This March we’ve teamed up with our friends over at Pasta Evangelists to bring you an exclusive recipe from Chef Roberta!
“When it comes to pasta making, I do it like my nonna taught me: only use salt for pasta bianca (white pasta) which is made using only semolina and water. Just make sure to use warm water to melt the salt and create a silky-smooth texture for your sfoglia (pasta dough). I prefer to use natural sea salt like Maldon because it imparts such a delicious, unique flavour! Buon appetito!”
Here’s Chef Roberta’s recipe:
Strozzapreti is a hand-rolled pasta shape originating from Emilia-Romagna and Tuscany. The name of this amazing, plant-based shape literally translates as ‘priest stranglers’, harking back to the days when fat cat clergy controlled public life in the region of Emilia-Romagna, much to the chagrin of the region’s people!
- 200g semolina flour
- 100ml warm water
- Pinch of Maldon Salt
- Wooden board
- Rolling Pin
Part 1: Making the dough
- On a clean marble or wooden work surface, pile your flour and pinch of Maldon Salt into a mound.
- Make a well in the centre of the mound large enough to contain the water.
- Gently pour the water into the well.
- Gradually add the flour to the water, slowly incorporating the flour from the sides of the well. As the mixture thickens, start using your hands with a scraper to continue incorporating the flour.
Part 2: Knead the dough
- Clean the work surface of any excess flour or bits of dough that were never incorporated. Then lightly flour your clean work surface.
- Knead the dough by pressing the heel of one hand into the ball, keeping your fingers high.
- Press down on the dough while pushing it firmly away from you. The dough should stretch and roll under your hand to create a shell-like shape.
- Turn the dough over, then press into the dough with your knuckles, one hand at a time. Continue kneading for about 10 minutes, or until the dough is smooth and springy to the touch.
- Roll the dough into a smooth ball.
Part 3: Let the dough rest
- Place the dough in a small bowl and cover with a tea towel or cling film.

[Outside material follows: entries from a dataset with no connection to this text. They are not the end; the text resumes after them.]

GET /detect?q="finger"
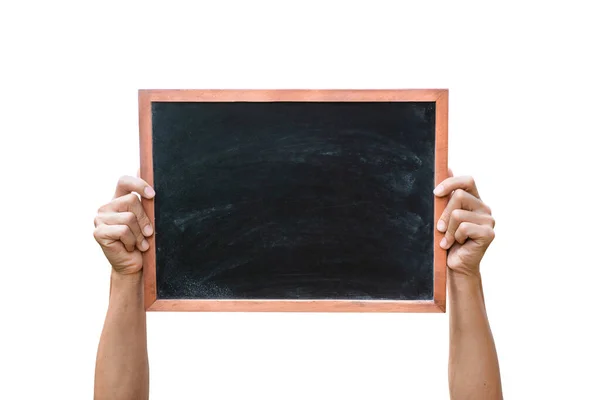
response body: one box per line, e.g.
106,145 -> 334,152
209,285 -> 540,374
454,222 -> 496,248
94,211 -> 150,251
433,176 -> 480,197
98,193 -> 154,236
440,209 -> 496,249
115,175 -> 156,199
94,224 -> 135,252
437,189 -> 491,232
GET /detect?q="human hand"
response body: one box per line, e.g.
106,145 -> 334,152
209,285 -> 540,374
433,171 -> 496,276
94,176 -> 155,275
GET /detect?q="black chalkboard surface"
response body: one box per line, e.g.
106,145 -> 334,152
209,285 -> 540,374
140,91 -> 445,311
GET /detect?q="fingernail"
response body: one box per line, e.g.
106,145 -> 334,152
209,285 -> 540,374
144,225 -> 152,236
438,219 -> 446,232
144,186 -> 156,197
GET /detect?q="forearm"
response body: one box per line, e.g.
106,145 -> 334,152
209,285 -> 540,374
448,271 -> 502,400
94,271 -> 148,400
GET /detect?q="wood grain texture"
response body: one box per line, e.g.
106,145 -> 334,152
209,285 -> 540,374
138,90 -> 156,310
139,89 -> 448,312
148,299 -> 444,313
433,90 -> 448,312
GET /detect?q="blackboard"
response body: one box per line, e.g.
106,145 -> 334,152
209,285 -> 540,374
140,91 -> 447,311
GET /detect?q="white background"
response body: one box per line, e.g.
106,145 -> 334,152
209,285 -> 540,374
0,0 -> 600,400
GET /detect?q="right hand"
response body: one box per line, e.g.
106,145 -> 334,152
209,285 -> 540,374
94,176 -> 155,275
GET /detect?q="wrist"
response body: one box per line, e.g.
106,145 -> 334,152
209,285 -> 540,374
448,269 -> 481,291
110,269 -> 142,290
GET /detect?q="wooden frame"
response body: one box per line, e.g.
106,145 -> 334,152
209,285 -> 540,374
139,89 -> 448,312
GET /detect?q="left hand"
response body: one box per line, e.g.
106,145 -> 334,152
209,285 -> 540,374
434,171 -> 496,276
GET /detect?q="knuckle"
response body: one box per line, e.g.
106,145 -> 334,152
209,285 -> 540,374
117,175 -> 129,186
450,208 -> 463,221
123,193 -> 140,205
124,211 -> 137,224
118,225 -> 129,236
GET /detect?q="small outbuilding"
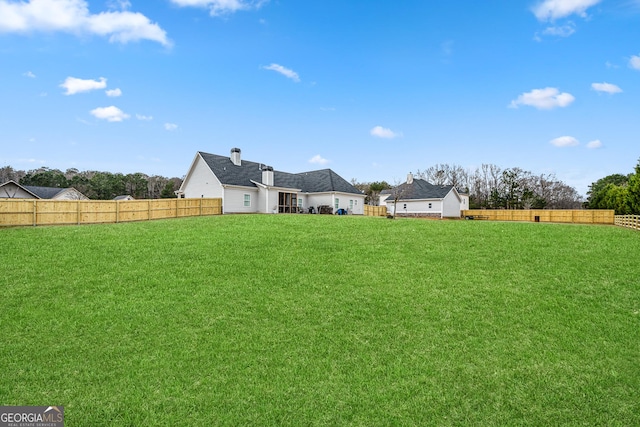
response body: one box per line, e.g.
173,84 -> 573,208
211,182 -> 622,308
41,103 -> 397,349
0,181 -> 89,200
380,173 -> 469,218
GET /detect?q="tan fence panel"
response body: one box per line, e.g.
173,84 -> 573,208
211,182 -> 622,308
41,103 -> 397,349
178,199 -> 203,217
0,199 -> 222,226
364,205 -> 387,216
80,200 -> 118,224
116,200 -> 151,222
0,200 -> 36,226
462,209 -> 614,224
149,199 -> 178,219
615,215 -> 640,230
36,200 -> 78,225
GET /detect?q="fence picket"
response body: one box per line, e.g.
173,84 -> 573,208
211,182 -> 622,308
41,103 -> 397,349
615,215 -> 640,230
0,198 -> 222,227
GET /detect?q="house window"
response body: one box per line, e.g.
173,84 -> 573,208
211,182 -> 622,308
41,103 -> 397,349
278,192 -> 299,213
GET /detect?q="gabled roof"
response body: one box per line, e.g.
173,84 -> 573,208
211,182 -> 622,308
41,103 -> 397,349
198,151 -> 362,195
381,179 -> 453,200
0,181 -> 84,199
22,185 -> 66,199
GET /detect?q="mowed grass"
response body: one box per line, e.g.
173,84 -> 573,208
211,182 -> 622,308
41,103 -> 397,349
0,215 -> 640,426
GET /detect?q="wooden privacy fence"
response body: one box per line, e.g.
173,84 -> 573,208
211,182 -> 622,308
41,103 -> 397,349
615,215 -> 640,230
462,209 -> 615,225
0,198 -> 222,226
364,205 -> 387,216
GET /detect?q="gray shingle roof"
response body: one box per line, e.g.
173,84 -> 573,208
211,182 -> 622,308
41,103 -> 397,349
382,179 -> 453,200
23,185 -> 66,199
199,151 -> 362,194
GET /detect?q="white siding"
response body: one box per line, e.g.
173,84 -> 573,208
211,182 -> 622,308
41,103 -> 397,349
223,187 -> 262,213
442,189 -> 461,218
386,199 -> 442,215
181,155 -> 226,200
303,193 -> 364,215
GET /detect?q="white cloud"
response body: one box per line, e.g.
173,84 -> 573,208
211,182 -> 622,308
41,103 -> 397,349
104,88 -> 122,98
309,154 -> 329,165
262,64 -> 300,82
107,0 -> 131,10
171,0 -> 269,16
549,136 -> 580,147
542,22 -> 576,37
591,82 -> 622,94
60,77 -> 107,95
587,139 -> 602,150
509,87 -> 575,110
0,0 -> 171,46
532,0 -> 601,21
91,105 -> 129,122
369,126 -> 402,139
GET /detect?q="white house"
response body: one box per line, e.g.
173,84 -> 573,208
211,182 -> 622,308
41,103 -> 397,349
380,173 -> 469,218
0,181 -> 89,200
176,148 -> 365,215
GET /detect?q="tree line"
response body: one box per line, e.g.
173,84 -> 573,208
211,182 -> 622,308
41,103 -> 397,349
354,164 -> 584,209
0,166 -> 182,200
586,160 -> 640,215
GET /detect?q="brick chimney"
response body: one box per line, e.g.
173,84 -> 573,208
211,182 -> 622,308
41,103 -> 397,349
231,148 -> 242,166
407,172 -> 413,184
262,166 -> 273,186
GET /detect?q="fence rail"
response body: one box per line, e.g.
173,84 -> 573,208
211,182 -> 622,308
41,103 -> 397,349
0,198 -> 222,227
462,209 -> 615,225
615,215 -> 640,230
364,205 -> 387,216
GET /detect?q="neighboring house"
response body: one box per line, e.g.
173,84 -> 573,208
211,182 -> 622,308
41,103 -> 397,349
380,173 -> 469,218
0,181 -> 89,200
176,148 -> 365,215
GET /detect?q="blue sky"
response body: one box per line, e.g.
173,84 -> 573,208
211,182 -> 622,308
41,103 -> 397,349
0,0 -> 640,194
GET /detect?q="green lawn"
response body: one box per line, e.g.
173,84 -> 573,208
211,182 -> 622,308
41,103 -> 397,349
0,215 -> 640,426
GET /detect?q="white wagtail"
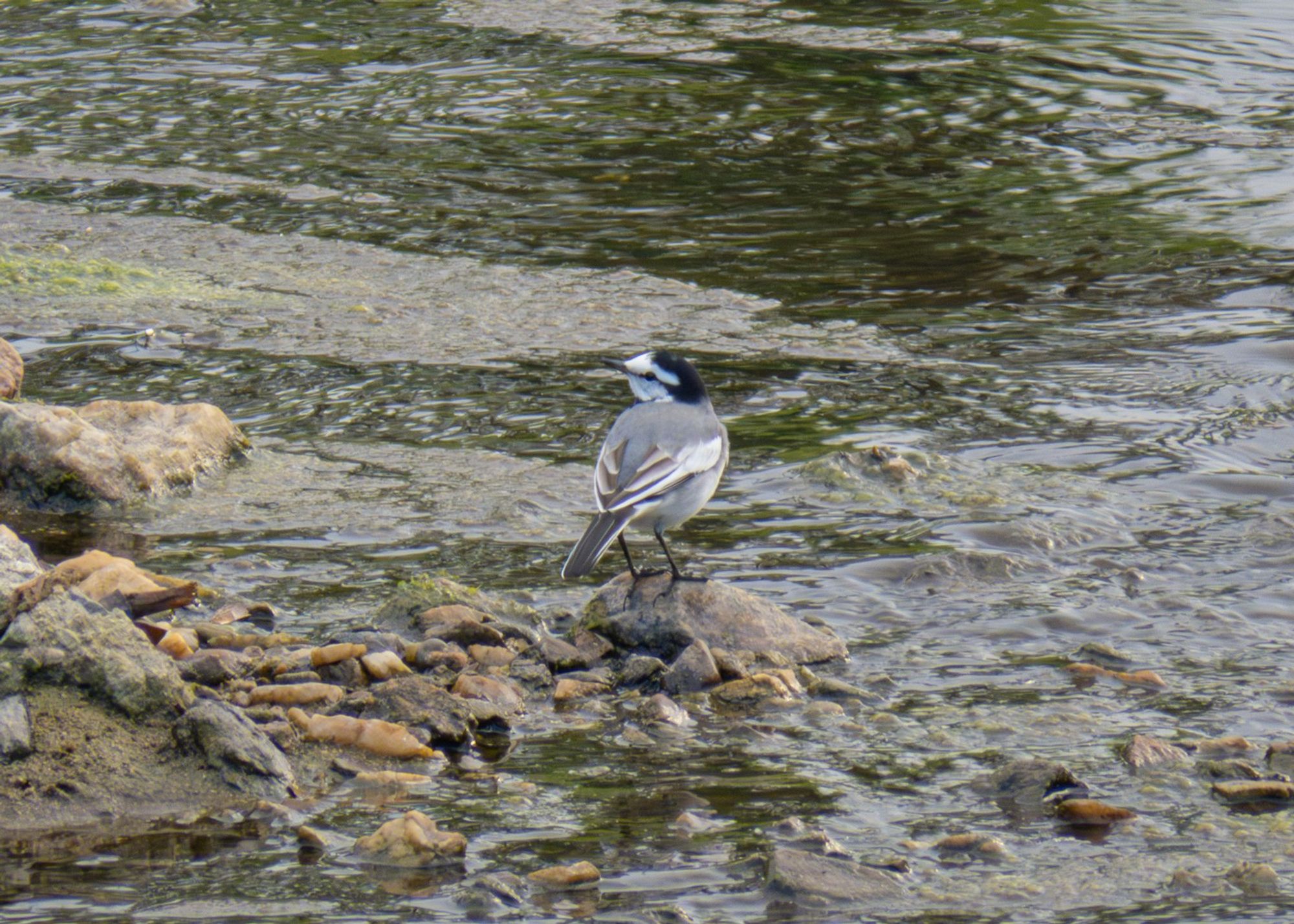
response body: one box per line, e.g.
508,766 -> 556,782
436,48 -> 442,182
562,349 -> 727,580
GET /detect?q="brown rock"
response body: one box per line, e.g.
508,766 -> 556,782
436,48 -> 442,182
581,573 -> 846,664
1212,779 -> 1294,805
660,639 -> 719,694
553,678 -> 611,703
247,683 -> 345,705
452,674 -> 525,716
0,401 -> 247,503
417,603 -> 503,646
1123,735 -> 1187,769
1056,798 -> 1136,827
360,651 -> 411,681
355,811 -> 467,866
311,642 -> 369,668
467,644 -> 516,668
527,859 -> 602,892
0,339 -> 22,400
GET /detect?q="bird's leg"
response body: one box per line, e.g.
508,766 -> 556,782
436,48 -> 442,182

- Let the dough rest for 15-20 minutes at room temperature.
Part 4: Shaping your strozzapreti
- Divide your dough in half and cover one half so that it doesn’t dry out. Cut a section from the remaining dough and roll it into a thin sausage shape, approximately 3mm thick.
- Cut the dough sausage into 2-3cm pieces. Then, take each piece at a time and pinch the ends, gently twisting and pulling the piece of dough so that it becomes longer and has a distinctive twisted shape.
- Repeat this until all of your dough is used up and you have lots of strozzapreti.
Part 5: Cooking your strozzapreti
- When you’ve finished shaping all of your strozzapreti, bring a large pan of salted water to the boil. Cook your pasta in the water for 3-4 minutes and serve with a sauce of your choice!